The Kindle's screen appears to have slightly lower contrast than Sony's second generation reader, but much more than Sony's first generation offering. Also, the Kindle's fonts are *far* superior to Sony's, extremely legible, in six sizes and with real italics, not just algorithmic slanting. I'm a bit annoyed that the line-spacing is so large on the larger fonts since page changing is an "event", but, again, this is just the first shot.
And speaking of page changing, I am not a big fan of the page navigation on this first Kindle. So much of the device is devoted to making page changing easy that it's difficult to pick up and handle the device without inadvertently changing pages. But once you're settled down and reading, the fact that only a thumb-twitch is required is nice. One way or another I'm sure that Amazon will get plenty of feedback about everything ... and the next one will be even better.

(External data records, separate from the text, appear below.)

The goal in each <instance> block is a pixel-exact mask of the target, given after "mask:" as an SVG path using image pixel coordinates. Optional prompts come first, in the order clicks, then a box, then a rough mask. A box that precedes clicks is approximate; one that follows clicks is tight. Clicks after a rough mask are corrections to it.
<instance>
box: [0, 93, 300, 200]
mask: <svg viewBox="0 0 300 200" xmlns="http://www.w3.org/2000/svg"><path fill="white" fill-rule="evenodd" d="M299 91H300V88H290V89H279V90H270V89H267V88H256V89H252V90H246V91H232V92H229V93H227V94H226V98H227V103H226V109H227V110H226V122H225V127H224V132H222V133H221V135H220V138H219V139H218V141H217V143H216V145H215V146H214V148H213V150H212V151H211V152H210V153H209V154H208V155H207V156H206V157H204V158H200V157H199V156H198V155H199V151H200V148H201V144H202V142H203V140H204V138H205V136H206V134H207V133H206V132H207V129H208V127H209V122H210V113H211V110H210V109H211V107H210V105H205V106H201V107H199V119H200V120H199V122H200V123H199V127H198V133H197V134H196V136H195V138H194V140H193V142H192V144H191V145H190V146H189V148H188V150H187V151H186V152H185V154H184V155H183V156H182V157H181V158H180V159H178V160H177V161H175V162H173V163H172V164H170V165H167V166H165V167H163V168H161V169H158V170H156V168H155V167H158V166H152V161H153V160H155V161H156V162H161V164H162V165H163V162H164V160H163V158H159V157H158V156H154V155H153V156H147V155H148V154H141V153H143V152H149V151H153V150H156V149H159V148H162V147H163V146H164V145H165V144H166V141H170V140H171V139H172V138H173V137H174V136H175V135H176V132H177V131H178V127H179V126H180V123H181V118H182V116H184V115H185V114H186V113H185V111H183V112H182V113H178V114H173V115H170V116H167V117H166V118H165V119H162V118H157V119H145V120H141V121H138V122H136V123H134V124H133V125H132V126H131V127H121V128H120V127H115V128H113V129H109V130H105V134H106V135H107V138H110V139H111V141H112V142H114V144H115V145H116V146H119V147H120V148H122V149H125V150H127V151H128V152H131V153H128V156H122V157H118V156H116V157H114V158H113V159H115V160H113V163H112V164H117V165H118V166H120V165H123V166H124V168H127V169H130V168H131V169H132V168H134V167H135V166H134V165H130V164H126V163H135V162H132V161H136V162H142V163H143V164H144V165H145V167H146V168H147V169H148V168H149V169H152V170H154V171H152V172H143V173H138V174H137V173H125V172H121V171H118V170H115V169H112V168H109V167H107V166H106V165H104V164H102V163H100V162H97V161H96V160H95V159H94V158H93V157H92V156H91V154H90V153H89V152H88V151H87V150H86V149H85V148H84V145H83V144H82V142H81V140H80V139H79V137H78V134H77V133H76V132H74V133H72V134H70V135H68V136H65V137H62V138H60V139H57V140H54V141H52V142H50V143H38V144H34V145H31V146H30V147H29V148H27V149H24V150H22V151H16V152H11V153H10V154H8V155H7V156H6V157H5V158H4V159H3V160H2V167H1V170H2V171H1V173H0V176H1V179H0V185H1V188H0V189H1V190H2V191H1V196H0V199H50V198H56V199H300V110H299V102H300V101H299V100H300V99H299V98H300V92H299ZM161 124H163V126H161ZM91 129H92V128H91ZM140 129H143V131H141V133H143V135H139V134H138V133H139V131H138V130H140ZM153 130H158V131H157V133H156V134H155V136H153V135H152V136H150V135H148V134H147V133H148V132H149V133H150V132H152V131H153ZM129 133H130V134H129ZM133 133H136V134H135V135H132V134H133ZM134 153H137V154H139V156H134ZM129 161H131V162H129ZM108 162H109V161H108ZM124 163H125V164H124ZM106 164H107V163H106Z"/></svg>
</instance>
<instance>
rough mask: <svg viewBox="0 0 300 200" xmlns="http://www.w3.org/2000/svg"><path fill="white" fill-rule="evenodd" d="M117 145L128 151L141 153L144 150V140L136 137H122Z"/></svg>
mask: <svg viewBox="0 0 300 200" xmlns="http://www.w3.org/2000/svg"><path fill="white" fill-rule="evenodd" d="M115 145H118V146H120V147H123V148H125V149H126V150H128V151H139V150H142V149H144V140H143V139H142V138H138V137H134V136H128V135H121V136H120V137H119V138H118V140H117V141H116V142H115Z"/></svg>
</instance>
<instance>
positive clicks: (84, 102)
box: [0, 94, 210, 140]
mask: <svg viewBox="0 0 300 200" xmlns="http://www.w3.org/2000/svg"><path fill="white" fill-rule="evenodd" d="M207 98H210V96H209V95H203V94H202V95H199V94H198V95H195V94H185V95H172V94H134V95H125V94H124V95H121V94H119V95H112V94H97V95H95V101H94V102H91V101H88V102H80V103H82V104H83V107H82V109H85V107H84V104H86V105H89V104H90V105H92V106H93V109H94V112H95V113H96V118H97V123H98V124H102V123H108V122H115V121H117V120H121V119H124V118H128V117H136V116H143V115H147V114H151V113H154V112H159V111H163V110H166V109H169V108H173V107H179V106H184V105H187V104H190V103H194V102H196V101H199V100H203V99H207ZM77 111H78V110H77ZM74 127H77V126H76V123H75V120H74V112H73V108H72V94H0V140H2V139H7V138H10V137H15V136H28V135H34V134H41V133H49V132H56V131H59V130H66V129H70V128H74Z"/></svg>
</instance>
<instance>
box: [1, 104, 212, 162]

You want to charge me what??!!
There's also been a great deal of confusion about Amazon charging for the conversion and delivery of our own content into our own Kindles. Amazon *only* charges for wireless delivery, the conversion is 100% free. If you eMail your content to YourKindleName@kindle.com it's converted and downloaded into your Kindle for 10 cents. But if, instead, you eMail your content to YourKindleName@free.kindle.com it's converted and a link to the converted file is eMailed to your registered eMail address at NO charge. You can then download it and use your PC's USB connection to transfer the content to the Kindle.
Moreover, the FREE MobiPocket v4.2 Creator will convert many formats -- HTML, MS Word Docs, Text, and Adobe PDF into .PRC files -- nicely compressed and encrypted if you wish -- which, when transferred into the Kindle are directly readable. I have converted two large eBooks which I already had in PDF format into native Kindle format and they work perfectly -- no cost and no Amazon involvement at all. And I'm sure that quite soon there will be all sorts of free Kindle content converters popping up all over the place.
So I'm glad that I purchased this first-generation device, and that I'm participating in the first real wave of eBook industry creation. None of my other eBook readers offer nearly what the Kindle does. Thanks to Amazon and their Kindle, eBooks have finally happened.